Information contained in this publication is intended for informational purposes only and does not constitute legal advice or opinion, nor is it a substitute for the professional judgment of an attorney.
What started as a flurry of class actions against hospitals by a single law firm in the Northeast has now snowballed, with new cases being filed continuously by different firms across the country. In just the last month or so, four such class actions were filed against hospital systems in Tennessee, Illinois, and Florida. Each of the cases allege that the hospital systems violated the Fair Labor Standards Act (FLSA) by automatically deducting a 30-minute meal break from employees' pay although the employees regularly work during the unpaid meal period. In addition to the claims relating to work performed during unpaid meal breaks, the plaintiffs in the Illinois and Florida cases also assert claims for unpaid off-the-clock work allegedly performed before and after their scheduled shifts, and assert claims under state law as well as the FLSA.

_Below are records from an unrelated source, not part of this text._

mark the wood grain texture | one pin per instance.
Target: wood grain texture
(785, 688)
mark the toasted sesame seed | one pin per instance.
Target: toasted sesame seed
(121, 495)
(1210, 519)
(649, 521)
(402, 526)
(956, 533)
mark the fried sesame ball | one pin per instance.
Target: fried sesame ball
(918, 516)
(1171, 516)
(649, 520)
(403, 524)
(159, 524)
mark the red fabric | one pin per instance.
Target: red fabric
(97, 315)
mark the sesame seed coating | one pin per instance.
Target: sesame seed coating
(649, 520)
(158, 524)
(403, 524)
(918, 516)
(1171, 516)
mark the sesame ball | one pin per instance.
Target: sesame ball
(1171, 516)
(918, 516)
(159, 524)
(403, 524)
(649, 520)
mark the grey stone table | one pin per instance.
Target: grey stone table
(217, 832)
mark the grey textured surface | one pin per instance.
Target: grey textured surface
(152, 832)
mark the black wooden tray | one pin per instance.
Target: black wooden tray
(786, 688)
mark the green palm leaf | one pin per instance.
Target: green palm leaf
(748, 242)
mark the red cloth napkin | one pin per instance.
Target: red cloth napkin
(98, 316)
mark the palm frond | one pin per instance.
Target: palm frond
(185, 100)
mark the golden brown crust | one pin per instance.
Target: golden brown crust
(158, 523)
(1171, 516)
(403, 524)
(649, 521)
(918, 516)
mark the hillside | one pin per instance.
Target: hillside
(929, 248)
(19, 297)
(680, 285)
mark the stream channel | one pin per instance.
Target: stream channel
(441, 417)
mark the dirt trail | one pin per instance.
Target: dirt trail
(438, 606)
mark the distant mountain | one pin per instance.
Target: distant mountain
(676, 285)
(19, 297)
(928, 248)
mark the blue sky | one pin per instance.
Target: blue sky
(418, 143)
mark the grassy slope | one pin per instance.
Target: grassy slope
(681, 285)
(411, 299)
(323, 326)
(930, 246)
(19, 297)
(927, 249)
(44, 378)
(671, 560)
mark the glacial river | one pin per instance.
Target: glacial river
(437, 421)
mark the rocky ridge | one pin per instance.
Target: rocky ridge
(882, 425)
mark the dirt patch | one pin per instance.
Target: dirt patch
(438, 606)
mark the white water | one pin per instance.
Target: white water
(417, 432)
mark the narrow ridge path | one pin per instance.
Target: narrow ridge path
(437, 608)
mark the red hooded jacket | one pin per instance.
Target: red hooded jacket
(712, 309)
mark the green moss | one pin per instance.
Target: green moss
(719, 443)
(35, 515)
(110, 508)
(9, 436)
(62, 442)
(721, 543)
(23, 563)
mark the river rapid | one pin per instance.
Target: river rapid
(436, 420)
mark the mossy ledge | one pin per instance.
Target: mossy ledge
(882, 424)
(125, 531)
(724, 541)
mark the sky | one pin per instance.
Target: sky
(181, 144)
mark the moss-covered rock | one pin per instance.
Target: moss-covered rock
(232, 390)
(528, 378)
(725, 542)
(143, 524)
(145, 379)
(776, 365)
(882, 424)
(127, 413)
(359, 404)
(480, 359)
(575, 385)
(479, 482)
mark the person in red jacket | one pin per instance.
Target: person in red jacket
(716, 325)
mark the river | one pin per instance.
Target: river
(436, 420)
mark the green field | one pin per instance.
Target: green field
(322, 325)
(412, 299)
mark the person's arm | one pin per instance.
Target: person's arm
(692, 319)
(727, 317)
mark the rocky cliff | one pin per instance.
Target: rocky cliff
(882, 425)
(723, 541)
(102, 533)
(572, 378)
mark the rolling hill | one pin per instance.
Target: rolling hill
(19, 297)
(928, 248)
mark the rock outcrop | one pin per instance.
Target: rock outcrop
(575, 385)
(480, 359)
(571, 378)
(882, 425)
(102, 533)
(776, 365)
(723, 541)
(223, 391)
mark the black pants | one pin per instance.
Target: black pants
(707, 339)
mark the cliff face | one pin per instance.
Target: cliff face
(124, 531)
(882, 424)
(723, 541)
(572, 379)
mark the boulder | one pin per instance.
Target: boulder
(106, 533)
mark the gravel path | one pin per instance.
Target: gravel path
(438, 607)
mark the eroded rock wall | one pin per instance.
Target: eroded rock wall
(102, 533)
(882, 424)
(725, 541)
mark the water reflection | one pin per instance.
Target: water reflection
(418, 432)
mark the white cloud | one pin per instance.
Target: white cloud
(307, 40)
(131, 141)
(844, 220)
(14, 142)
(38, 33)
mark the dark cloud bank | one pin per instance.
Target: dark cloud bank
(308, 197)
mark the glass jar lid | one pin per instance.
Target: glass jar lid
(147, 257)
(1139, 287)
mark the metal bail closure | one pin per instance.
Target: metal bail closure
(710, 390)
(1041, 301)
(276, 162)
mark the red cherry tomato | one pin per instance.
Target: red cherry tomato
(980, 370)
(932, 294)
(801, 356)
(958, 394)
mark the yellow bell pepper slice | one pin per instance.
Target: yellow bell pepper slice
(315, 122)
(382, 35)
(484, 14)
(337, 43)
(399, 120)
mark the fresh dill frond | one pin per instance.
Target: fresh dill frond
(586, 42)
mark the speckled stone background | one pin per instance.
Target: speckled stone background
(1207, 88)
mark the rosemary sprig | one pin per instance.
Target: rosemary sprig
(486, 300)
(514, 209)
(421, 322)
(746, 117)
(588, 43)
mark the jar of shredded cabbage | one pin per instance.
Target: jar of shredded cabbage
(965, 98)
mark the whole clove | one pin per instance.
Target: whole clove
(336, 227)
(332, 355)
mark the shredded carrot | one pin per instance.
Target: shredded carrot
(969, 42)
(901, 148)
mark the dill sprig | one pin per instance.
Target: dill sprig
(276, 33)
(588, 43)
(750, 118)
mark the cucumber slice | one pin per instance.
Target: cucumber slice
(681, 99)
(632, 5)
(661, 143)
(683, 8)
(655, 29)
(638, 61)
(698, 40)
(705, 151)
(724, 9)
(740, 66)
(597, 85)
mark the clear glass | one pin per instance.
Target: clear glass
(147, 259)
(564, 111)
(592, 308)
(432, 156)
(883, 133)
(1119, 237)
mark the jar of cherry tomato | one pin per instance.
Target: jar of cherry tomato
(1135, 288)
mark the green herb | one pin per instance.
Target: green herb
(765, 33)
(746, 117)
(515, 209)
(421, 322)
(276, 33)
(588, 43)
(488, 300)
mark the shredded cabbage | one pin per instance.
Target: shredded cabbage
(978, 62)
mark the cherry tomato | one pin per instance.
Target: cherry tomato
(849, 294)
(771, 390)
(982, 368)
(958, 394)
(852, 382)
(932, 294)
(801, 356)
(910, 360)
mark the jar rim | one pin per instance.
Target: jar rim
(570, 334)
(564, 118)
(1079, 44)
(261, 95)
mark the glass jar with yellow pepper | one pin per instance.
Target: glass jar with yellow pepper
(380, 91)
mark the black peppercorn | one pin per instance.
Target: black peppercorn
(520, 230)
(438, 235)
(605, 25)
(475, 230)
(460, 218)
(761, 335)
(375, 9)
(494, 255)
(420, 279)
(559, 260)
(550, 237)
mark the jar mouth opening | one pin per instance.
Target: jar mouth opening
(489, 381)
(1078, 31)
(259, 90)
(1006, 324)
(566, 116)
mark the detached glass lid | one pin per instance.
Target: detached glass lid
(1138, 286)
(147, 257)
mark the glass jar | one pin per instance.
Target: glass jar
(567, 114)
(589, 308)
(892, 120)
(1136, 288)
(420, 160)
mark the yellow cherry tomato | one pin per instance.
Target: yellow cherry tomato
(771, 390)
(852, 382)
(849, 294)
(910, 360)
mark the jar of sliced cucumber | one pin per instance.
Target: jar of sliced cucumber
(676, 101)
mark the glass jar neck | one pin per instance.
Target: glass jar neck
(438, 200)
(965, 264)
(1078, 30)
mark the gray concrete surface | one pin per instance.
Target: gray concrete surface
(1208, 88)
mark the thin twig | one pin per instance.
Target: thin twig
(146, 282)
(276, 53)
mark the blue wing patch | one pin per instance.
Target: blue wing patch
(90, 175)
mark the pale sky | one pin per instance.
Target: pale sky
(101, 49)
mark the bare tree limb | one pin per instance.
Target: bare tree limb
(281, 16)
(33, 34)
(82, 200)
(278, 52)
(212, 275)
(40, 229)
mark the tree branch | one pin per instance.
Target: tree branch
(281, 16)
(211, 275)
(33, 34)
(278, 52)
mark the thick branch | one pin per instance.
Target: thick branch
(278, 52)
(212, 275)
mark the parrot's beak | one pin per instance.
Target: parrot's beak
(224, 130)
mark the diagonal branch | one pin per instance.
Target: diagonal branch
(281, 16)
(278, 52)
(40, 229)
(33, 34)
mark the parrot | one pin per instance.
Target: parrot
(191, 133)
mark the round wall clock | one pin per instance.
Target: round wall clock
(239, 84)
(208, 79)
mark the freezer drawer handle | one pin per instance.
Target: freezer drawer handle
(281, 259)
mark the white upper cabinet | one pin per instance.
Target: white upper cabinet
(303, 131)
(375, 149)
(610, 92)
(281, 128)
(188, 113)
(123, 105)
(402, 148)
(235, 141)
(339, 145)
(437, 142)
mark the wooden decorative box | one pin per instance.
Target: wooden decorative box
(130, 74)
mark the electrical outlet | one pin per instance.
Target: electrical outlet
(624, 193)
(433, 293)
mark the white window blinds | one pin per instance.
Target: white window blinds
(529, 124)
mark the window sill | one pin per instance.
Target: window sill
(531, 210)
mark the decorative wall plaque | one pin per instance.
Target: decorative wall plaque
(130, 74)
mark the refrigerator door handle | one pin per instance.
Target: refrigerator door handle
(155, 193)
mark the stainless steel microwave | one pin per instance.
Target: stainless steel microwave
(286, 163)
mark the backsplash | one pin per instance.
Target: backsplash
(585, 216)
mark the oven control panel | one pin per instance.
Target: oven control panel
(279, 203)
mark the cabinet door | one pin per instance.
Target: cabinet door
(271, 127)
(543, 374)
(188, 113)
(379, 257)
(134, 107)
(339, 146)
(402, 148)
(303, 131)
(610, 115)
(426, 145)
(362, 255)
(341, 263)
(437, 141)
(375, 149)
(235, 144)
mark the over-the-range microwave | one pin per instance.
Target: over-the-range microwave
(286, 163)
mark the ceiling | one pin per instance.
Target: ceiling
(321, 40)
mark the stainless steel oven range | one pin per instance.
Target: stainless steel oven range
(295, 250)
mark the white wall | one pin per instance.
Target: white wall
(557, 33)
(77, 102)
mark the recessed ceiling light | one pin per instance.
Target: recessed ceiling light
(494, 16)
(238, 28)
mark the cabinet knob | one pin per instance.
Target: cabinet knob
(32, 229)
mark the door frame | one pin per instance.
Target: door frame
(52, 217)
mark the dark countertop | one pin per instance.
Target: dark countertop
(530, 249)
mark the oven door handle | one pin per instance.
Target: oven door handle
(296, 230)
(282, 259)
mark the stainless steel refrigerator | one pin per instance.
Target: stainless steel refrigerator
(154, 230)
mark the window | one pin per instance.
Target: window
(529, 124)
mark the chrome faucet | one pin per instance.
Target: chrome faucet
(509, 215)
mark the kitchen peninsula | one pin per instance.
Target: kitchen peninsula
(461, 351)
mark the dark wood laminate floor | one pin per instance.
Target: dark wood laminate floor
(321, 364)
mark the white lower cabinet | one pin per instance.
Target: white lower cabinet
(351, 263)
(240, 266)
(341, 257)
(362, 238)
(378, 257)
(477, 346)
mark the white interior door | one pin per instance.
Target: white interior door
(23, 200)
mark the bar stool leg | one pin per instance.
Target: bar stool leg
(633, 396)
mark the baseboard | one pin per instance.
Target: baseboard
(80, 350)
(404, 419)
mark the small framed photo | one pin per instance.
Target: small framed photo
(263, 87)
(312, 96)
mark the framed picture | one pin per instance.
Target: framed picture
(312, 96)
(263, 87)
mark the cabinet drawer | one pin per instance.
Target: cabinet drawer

Whereas the first automatic meal-break class actions filed against hospital systems in upstate New York focused on nurses, the scope of the potential class proposed in these new class actions is much broader, encompassing all non-exempt employees subject to the automatic-deduction policy. In addition to nurses, one of the cases specifically refers to respiratory therapists, secretaries, housekeepers, custodians, clerks, porters, quality coordinators, medical coders, admissions officers, trainers, and transcriptionists, among others.
Given the continued proliferation – and expansion –of these types of lawsuits both geographically and in the size of the potential class of employees, hospital systems across the country are well-advised to consult with counsel to identify potential areas of vulnerability and consider steps they can take to reduce the risk of a class action.